One metamodel may not serve all purposes of an application or system. Metamodels may be combined, integrated, or leveraged separately depending upon the application and use cases. For example, one metamodel may represent the characteristics of a relational systems (tables, rows, columns, indexes, and so on), and another represents users, groups, and roles. These may be combined to create a facet that not only represents a relational system but also expresses access privileges associated with its resources, specific to users, groups, and roles.
Furthermore, a system may be represented by several metamodels, depending upon the frame of reference of the application and stakeholder. Similar to metadata, metamodels may represent various "views," such as an analytical view, a design view, a structural view, and more.
Expressing and leveraging metadata
Applications use a variety of technologies for expressing and accessing metadata. Beyond embedding metadata internally within application code, the most common medium of expression is XML, which was invented to share information across applications.
XML's most significant limitation, however, is that it offers no schema or standardized approach to express information about resources or link them with other resources. To facilitate this, frameworks such as RDF (Resource Description Framework) have been introduced. Based upon XML, RDF offers a standardized approach to capturing of information about a resource. It also provides a way to create meaningful and interpretable links between resources (XML structures) across applications and across the Web.
One of the most significant advantages that frameworks such as RDF provide is the ability to extend schemas without directly impacting all the applications that are consumers of that schema.
RDF has further been extended to allow for much more formal representations of taxonomies, hierarchies, attributes, and relationships between various concepts.
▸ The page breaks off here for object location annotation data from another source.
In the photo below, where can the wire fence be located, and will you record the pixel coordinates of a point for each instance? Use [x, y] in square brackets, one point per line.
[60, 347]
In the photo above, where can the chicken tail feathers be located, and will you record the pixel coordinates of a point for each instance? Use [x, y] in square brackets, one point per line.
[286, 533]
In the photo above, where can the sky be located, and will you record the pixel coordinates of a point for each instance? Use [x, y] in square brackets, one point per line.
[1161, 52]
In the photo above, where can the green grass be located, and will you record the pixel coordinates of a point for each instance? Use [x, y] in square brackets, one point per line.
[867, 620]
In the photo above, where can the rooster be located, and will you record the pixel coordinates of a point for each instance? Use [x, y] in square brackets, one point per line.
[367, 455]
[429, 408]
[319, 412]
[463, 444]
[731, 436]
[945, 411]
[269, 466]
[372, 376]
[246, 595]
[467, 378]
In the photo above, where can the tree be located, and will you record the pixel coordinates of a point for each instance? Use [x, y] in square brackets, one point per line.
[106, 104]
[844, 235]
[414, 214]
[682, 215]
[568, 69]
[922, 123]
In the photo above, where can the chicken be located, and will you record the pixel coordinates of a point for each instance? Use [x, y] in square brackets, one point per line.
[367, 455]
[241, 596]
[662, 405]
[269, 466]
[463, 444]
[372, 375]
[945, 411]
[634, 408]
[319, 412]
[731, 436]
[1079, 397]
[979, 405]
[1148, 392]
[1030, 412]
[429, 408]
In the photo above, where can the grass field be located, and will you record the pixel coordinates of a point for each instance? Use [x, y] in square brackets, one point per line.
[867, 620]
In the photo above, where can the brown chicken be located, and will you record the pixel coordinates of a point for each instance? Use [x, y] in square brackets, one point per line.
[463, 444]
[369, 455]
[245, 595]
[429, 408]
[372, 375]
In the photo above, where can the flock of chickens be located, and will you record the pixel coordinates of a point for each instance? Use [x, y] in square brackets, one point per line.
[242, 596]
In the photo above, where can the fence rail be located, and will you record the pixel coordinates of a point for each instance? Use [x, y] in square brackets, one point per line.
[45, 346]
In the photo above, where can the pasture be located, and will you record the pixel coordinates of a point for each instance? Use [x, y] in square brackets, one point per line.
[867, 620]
OWL (Web Ontology Language) provides a highly structured and meaningful approach for the representation of taxonomies, as well as interrelationships between concepts (such as hierarchies and aggregations). Depending upon the flavor of OWL used, there is also a way of characterizing the nature of such relationships to support inferencing. For example:
'Term A' is a synonym of 'Term B' then
'Term B' is a synonym of 'Term A' (inferred relation)
Domain 'X' is related to Domain 'Y'
Domain 'Y' is related to Domain 'Z' then
Domain 'X' is related to Domain 'Z' (inferred relation)
Such expressivity is explicit, machine-interpretable, and platform-independent.
OWL's expressive capabilities go further. Even its lightest form of implementation can provide an effective implementation of metamodels to include definitions for data (either from SQL or NoSQL sources), visualization (to support mobile devices), taxonomies (for categorization and hierarchical structuring of dimensions and views), report metadata (to support annotations and collaboration), and business vocabularies (such as synonyms, narrower/broader terms, glossaries).